Let $a, b$ and $c$ are real numbers such that $4a + 2b + c = 0$ and $ab > 0$. Then the equation $ax^2 + bx + c = 0$ has:

• A. Unequal real roots with same sign
• B. Imaginary roots
• C. Equal roots
• D. Real roots with opposite signs

Answer 1

Answer: (D)

Real roots with opposite signs

Answer 2

The condition $4a + 2b + c = 0$ implies that $x=2$ is a root of the equation $ax^2 + bx + c = 0$, because $a(2)^2 + b(2) + c = 4a + 2b + c = 0$.

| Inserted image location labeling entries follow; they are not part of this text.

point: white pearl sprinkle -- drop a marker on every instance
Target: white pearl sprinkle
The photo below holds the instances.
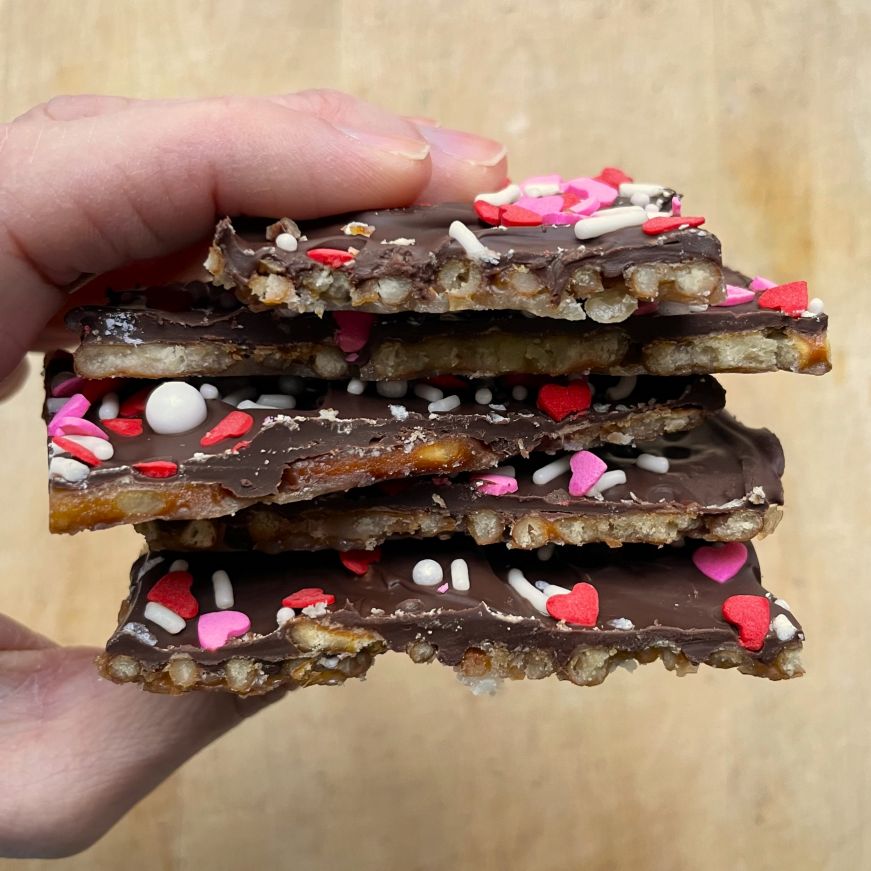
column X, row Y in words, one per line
column 652, row 463
column 427, row 573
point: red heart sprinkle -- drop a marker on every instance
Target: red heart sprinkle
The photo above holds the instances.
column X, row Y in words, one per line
column 332, row 257
column 558, row 401
column 128, row 428
column 752, row 616
column 613, row 177
column 173, row 591
column 134, row 406
column 235, row 424
column 358, row 561
column 517, row 216
column 789, row 298
column 74, row 448
column 580, row 607
column 655, row 226
column 156, row 468
column 487, row 213
column 308, row 596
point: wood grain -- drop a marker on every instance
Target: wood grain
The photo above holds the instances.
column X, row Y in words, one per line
column 761, row 114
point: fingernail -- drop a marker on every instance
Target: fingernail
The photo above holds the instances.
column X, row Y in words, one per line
column 477, row 150
column 412, row 149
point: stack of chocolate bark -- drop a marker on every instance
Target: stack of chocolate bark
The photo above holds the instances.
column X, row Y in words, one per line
column 482, row 433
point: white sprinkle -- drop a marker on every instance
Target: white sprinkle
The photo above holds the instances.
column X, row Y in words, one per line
column 590, row 228
column 108, row 407
column 622, row 388
column 223, row 590
column 545, row 553
column 68, row 469
column 286, row 242
column 783, row 628
column 551, row 471
column 391, row 389
column 163, row 617
column 517, row 581
column 607, row 481
column 509, row 194
column 449, row 403
column 427, row 573
column 284, row 615
column 276, row 400
column 429, row 392
column 652, row 463
column 471, row 244
column 460, row 575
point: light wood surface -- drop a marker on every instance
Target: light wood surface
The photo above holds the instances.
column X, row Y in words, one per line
column 761, row 114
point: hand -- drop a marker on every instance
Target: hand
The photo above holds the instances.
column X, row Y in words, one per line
column 88, row 184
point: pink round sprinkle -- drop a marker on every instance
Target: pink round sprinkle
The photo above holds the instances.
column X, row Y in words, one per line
column 586, row 468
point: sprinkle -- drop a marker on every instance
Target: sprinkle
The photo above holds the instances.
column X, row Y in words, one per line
column 601, row 223
column 216, row 628
column 234, row 425
column 68, row 469
column 127, row 427
column 175, row 407
column 471, row 244
column 460, row 575
column 783, row 628
column 449, row 403
column 391, row 389
column 223, row 589
column 652, row 463
column 331, row 257
column 163, row 617
column 428, row 392
column 504, row 197
column 622, row 388
column 108, row 407
column 427, row 573
column 286, row 241
column 587, row 471
column 720, row 562
column 551, row 471
column 607, row 481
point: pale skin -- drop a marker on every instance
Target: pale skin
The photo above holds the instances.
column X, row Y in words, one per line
column 87, row 185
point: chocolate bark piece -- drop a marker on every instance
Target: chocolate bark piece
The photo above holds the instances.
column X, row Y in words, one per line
column 334, row 440
column 722, row 484
column 409, row 262
column 652, row 604
column 138, row 339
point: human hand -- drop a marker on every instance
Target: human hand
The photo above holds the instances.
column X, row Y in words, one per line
column 88, row 184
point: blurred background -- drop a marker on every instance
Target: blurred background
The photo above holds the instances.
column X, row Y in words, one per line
column 760, row 114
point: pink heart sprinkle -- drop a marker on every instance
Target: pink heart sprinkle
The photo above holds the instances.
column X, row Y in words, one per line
column 587, row 468
column 760, row 283
column 353, row 330
column 79, row 426
column 721, row 562
column 217, row 627
column 736, row 296
column 589, row 187
column 75, row 406
column 495, row 485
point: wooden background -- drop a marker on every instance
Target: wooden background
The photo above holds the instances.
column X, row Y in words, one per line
column 760, row 112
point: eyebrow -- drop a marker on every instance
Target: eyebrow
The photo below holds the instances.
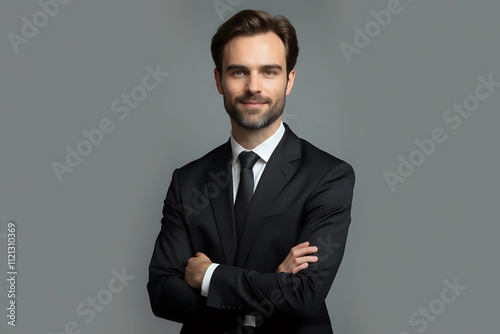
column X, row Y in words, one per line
column 263, row 67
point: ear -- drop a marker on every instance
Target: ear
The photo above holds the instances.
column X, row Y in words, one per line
column 291, row 78
column 218, row 81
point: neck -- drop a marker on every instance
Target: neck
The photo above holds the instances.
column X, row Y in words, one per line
column 249, row 139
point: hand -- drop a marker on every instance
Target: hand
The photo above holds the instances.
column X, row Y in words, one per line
column 297, row 260
column 195, row 270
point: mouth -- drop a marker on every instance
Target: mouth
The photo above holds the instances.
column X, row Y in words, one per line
column 253, row 103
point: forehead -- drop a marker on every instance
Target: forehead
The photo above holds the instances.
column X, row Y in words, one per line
column 254, row 50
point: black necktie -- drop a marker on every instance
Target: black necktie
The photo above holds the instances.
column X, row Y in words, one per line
column 245, row 189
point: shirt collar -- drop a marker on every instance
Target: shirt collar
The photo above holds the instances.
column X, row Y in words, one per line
column 264, row 149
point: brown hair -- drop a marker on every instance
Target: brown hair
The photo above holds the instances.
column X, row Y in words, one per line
column 251, row 22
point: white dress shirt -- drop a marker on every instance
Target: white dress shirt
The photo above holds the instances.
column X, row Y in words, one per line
column 264, row 151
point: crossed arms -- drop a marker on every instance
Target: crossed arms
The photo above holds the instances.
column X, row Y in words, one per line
column 298, row 287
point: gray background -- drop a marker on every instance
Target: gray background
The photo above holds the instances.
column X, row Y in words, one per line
column 440, row 224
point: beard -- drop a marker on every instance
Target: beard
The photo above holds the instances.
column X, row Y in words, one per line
column 240, row 114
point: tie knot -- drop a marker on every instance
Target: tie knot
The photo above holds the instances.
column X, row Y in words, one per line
column 248, row 159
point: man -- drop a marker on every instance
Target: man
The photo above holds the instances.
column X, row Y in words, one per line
column 251, row 242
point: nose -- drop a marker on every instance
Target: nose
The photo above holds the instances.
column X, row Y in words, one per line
column 253, row 84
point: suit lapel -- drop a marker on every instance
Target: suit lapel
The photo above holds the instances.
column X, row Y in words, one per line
column 276, row 175
column 222, row 202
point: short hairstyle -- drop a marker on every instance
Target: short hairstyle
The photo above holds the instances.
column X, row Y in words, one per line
column 251, row 22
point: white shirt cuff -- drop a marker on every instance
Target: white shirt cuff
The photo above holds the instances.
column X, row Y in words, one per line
column 205, row 284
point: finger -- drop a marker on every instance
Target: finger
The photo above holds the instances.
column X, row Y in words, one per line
column 301, row 245
column 304, row 251
column 299, row 268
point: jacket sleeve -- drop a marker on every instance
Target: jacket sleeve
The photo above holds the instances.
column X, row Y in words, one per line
column 170, row 296
column 326, row 221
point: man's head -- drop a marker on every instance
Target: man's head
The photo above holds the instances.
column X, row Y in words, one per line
column 255, row 56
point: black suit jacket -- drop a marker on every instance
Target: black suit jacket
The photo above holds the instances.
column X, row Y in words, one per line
column 304, row 194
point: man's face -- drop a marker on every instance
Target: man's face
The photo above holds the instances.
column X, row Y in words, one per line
column 254, row 81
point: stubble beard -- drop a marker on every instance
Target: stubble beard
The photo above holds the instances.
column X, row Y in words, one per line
column 239, row 116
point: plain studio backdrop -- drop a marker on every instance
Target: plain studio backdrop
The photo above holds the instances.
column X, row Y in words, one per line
column 399, row 89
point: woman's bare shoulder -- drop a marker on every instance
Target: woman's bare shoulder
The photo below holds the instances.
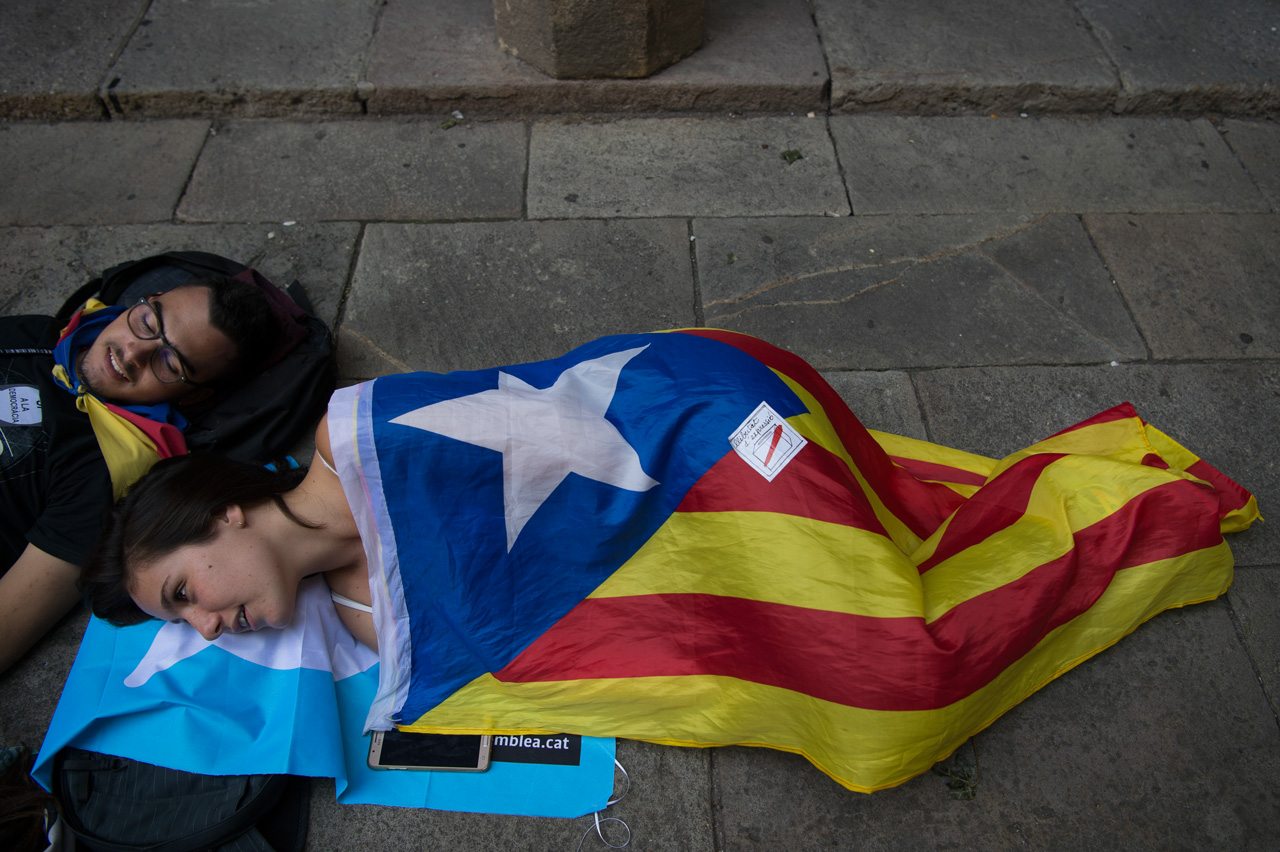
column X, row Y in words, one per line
column 324, row 449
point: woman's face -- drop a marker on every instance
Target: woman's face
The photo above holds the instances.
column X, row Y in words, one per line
column 231, row 583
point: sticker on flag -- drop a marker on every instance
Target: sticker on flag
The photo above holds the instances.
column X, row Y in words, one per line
column 766, row 441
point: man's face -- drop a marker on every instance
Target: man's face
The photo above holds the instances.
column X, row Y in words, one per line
column 118, row 366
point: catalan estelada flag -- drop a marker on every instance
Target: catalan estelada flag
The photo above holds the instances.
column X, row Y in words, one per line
column 688, row 537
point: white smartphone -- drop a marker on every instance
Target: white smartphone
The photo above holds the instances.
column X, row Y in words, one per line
column 452, row 752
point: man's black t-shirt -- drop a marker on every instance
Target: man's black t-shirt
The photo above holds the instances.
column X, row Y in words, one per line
column 54, row 482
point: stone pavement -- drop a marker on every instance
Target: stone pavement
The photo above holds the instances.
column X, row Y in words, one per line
column 1006, row 216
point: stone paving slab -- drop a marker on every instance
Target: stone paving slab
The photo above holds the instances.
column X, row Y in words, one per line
column 479, row 294
column 923, row 56
column 94, row 173
column 30, row 688
column 970, row 164
column 357, row 170
column 1161, row 742
column 243, row 58
column 1200, row 285
column 1184, row 55
column 1225, row 412
column 1257, row 143
column 440, row 55
column 636, row 168
column 883, row 401
column 1253, row 601
column 846, row 293
column 40, row 266
column 53, row 55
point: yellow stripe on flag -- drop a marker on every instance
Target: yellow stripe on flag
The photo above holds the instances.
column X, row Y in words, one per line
column 744, row 554
column 864, row 750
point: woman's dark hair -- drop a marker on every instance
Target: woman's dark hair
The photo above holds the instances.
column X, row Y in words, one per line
column 173, row 505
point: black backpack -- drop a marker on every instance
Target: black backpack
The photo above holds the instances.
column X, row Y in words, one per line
column 263, row 417
column 119, row 805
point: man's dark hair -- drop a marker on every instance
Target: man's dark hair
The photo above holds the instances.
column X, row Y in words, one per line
column 242, row 312
column 173, row 505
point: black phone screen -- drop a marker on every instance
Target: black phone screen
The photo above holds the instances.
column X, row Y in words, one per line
column 447, row 751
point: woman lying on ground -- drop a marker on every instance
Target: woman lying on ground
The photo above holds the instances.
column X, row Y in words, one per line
column 685, row 537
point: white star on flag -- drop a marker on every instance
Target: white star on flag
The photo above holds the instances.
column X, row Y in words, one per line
column 543, row 434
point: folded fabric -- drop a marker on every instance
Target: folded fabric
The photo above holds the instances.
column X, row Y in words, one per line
column 688, row 537
column 282, row 701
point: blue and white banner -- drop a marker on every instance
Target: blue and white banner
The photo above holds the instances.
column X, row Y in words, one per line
column 280, row 701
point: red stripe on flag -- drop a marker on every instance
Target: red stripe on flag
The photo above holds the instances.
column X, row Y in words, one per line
column 936, row 472
column 1232, row 495
column 999, row 504
column 859, row 660
column 918, row 504
column 816, row 484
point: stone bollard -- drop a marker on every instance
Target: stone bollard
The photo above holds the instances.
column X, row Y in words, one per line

Let the roots be $x_1$ and $x_2$. We know $x_1 = 2$. From Vieta's formulas: Sum of roots: $x_1 + x_2 = 2 + x_2 = -\frac{b}{a}$ Product of roots: $x_1 \cdot x_2 = 2 \cdot x_2 = \frac{c}{a}$

Given $ab > 0$, this means $a$ and $b$ have the same sign, so $\frac{b}{a} > 0$. From the sum of roots: $2 + x_2 = -\frac{b}{a}$. Since $\frac{b}{a} > 0$, then $-\frac{b}{a} < 0$. Therefore, $2 + x_2 < 0$, which implies $x_2 < -2$.

Since one root is $2$ (positive) and the other root $x_2$ is less than $-2$ (negative), the roots have opposite signs. Both roots are real and unequal.